I suggested this to her as well, but according to her, she never bothers him when she is scatterbrained. She's never asked him to bring her things or give her money or anything. I usually get those requests from her. :goodvibes And, I'm just not comfortable with a husband showing that type of tough love. I like your approach a lot better - asking and helping to organize. Not just refusing to help out. Plus, she had three kids under 5 in Easter clothes at the mall!!! In that situation, I think scatterbrainedness is understandable.
 
liamsaunt said:
OTOH, maybe he was using a "tough love" technique to try and help her to be more organized? Maybe she is always scatterbrained and he is sick of it?


Maybe he could have been a participating father and escorted his little ones to the mall with his wife....as a family. Use tough love when the kids are not involved.
 
And taking 3 kids under five by yourself to a mall for pictures is not an easy job!

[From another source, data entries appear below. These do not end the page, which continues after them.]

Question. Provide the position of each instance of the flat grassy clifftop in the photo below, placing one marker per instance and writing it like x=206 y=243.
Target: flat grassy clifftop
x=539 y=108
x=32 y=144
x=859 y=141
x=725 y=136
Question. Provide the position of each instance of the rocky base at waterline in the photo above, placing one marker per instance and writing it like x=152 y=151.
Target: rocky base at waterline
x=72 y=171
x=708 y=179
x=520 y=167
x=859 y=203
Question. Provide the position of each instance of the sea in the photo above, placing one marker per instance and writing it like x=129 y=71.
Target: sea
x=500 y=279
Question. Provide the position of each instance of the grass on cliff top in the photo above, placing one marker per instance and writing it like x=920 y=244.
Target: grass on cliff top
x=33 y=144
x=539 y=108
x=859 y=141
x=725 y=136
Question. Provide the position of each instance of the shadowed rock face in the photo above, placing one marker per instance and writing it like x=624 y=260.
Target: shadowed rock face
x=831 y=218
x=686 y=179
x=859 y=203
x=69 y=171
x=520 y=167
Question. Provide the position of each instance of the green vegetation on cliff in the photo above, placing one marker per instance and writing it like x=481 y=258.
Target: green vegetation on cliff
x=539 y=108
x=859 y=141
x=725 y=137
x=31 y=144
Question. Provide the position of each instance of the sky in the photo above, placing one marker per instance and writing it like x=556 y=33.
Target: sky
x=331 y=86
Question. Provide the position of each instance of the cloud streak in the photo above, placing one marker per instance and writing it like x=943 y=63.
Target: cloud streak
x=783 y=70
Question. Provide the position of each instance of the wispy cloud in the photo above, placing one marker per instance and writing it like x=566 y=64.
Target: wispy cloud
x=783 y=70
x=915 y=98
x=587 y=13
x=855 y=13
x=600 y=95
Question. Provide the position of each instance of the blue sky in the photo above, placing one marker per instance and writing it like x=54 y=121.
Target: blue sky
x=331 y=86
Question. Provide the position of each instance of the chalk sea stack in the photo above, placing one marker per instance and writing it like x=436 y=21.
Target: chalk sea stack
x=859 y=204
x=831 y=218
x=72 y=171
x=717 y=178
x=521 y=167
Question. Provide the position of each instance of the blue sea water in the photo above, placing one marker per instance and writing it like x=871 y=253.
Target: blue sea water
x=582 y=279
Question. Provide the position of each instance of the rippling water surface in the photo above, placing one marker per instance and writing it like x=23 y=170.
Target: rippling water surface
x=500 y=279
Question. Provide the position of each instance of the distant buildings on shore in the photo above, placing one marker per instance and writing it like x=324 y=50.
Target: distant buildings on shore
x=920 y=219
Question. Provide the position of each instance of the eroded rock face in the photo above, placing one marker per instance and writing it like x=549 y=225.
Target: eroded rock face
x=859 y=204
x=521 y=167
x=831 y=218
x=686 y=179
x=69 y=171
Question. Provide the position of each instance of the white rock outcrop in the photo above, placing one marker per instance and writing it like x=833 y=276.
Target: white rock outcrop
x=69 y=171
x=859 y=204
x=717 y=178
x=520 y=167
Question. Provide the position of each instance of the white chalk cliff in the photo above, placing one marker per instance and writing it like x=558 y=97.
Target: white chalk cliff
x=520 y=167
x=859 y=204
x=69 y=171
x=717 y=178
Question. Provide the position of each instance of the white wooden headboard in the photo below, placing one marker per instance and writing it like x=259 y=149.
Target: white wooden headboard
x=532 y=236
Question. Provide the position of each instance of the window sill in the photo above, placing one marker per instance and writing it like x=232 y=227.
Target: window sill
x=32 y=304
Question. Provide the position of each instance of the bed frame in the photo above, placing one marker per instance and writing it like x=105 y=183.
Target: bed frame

Bathing them, dressing them, piling them into the car, keeping them quiet in the waiting room and breaking up fights, getting them to smile at the same time...

I've been reduced to tears doing the exact same task!

Joy
 
My dh wouldn't have been able to bring me my wallet because he would have been with me. He also would have been helping me get the kids ready to go. Sounds like your friends dh is a huge jerk.